1.1. Schwangerschaft – Zeit der Veränderung

Um die Schwangerschaft zu erhalten, wird fast sofort nach der Befruchtung der Eizelle eine Kaskade von Hormonen5 ausgeschüttet, wie hCG, Östrogen und Progesteron. Die Frau wird geradezu überrollt von diesen Hormonen, um den Körper auf die Schwangerschaft einzustellen. Das führt zu schwerwiegenden körperlichen Veränderungen, wie Übelkeit, Brechreiz und besonderem Essverhalten.

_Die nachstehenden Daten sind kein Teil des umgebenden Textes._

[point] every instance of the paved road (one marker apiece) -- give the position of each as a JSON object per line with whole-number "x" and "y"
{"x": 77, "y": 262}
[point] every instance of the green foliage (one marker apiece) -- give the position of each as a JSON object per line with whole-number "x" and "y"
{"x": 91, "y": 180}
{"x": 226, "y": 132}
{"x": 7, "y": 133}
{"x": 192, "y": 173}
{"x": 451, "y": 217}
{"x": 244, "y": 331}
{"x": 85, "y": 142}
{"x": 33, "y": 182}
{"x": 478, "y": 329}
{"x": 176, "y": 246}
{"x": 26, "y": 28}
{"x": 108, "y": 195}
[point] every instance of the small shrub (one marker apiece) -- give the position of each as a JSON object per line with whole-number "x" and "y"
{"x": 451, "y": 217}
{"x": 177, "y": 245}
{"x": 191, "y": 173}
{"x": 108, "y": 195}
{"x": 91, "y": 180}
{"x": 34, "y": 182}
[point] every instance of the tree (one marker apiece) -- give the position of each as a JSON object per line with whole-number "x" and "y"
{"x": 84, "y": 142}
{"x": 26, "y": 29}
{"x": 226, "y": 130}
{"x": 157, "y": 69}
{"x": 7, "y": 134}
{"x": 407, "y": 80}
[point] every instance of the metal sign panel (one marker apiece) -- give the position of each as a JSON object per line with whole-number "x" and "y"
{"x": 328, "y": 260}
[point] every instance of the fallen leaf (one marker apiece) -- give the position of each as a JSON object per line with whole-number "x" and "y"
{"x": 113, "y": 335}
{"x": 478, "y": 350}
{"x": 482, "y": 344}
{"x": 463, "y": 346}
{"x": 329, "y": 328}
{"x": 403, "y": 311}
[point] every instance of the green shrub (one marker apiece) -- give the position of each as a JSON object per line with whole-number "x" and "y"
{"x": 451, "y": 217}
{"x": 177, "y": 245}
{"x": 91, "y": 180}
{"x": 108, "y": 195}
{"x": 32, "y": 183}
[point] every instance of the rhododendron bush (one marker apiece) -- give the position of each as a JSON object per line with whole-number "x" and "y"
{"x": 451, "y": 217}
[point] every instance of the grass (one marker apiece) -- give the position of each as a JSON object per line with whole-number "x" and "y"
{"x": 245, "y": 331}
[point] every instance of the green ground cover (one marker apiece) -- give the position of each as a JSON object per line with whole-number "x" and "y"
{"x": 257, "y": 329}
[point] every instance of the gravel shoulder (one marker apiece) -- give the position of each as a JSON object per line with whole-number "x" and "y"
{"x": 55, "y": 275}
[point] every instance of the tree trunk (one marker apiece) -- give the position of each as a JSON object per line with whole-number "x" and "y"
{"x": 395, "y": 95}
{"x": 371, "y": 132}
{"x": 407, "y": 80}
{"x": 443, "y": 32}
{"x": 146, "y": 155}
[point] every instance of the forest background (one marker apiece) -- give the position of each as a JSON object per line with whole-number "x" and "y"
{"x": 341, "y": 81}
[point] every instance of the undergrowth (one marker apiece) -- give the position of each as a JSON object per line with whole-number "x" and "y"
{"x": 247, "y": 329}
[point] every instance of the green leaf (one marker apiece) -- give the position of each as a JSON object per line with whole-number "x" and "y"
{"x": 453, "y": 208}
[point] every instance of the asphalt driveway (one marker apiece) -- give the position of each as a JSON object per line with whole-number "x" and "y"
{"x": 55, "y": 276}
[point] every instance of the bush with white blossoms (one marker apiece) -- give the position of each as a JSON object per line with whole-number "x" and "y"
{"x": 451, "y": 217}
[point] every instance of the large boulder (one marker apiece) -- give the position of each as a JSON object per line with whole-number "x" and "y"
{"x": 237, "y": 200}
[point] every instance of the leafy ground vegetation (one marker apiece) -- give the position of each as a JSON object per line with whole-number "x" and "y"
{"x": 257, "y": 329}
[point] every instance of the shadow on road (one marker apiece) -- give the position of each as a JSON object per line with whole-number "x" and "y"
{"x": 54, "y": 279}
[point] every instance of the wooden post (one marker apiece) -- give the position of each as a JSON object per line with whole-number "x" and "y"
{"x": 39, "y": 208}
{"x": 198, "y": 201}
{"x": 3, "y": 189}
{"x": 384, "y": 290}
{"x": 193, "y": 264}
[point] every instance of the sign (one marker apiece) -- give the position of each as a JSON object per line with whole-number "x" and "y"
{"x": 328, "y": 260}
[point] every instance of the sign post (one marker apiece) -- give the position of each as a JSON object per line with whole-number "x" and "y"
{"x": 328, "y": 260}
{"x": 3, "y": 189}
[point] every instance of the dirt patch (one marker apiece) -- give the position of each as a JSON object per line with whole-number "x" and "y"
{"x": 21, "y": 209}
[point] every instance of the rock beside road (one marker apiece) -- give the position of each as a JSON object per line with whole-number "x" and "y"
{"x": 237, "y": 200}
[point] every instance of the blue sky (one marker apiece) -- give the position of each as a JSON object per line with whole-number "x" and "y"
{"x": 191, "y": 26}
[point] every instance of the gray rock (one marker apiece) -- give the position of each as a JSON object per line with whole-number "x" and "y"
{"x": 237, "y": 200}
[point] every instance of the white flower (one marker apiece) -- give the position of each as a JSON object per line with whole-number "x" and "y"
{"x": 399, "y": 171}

Es wird vermutet, dass das hCG für den Erhalt der Schwangerschaft verantwortlich ist, gleichzeitig aber auch den starken Brechreiz auslöst. Alle Körperfunktionen der Schwangeren zielen auf die optimale Versorgung des Kindes ab. Plötzlicher Heißhunger und schwankende Blutzuckerwerte haben mit dem Energiebedarf der wachsenden Plazenta6 zu tun. Dieser rasante Veränderungsprozess wird von den meisten Frauen als enorme Herausforderung erlebt. Auch wenn die hormonellen Hochs und Tiefs jede schwangere Frau betreffen, empfinden einige Frauen diese Schwankungen wesentlich intensiver und reagieren mit erhöhter Sensibilität.

„Es war mir ja klar, dass die Schwangerschaft meinen Körper verändern wird. Aber jetzt, wo es passiert, finde ich mich hässlich. Mein Mann ist ganz begeistert, aber mir ist das eher unheimlich.“

Jule, 29 Jahre, schwanger in der 20. Woche

Schon relativ früh in der Schwangerschaft können Veränderungen an Herz und Kreislauf auftreten. Es kommt zu einer Zunahme der Durchblutung und die Blutgefäße erweitern sich. Der Puls wird stärker. Bis in die Hände und Füße spürt die Frau durch die vermehrte Durchblutung das Gefühl von Wärme. Die Brüste spannen und wachsen. Die Frau nimmt bis zu fünfzehn Kilogramm an Gewicht zu. Mehr als die Hälfte der Gewichtszunahme beruht auf der Ansammlung von Körperflüssigkeit, meist in der unteren Körperhälfte. Die Folge können unangenehme Schwellungen in Händen und Füßen sein, die normalerweise keinen Grund zur Sorge bieten.

Diese Wandlung auszuhalten, fällt unter Umständen schwer. Viele junge Frauen sind es gewohnt, durch Sport und Essverhalten über ihren Körper selbst zu bestimmen und erleben diese Veränderungen in der Schwangerschaft als Kontrollverlust. Während des Wachsens des Ungeborenen und der Veränderung des weiblichen Körpers ändern sich auch Gedanken, Gefühle und Zukunftsvisionen. Bei den meisten Frauen regeneriert sich das körperliche und psychische Gleichgewicht innerhalb des letzten Drittels der Schwangerschaft oder spätestens einige Wochen nach der Geburt des Kindes.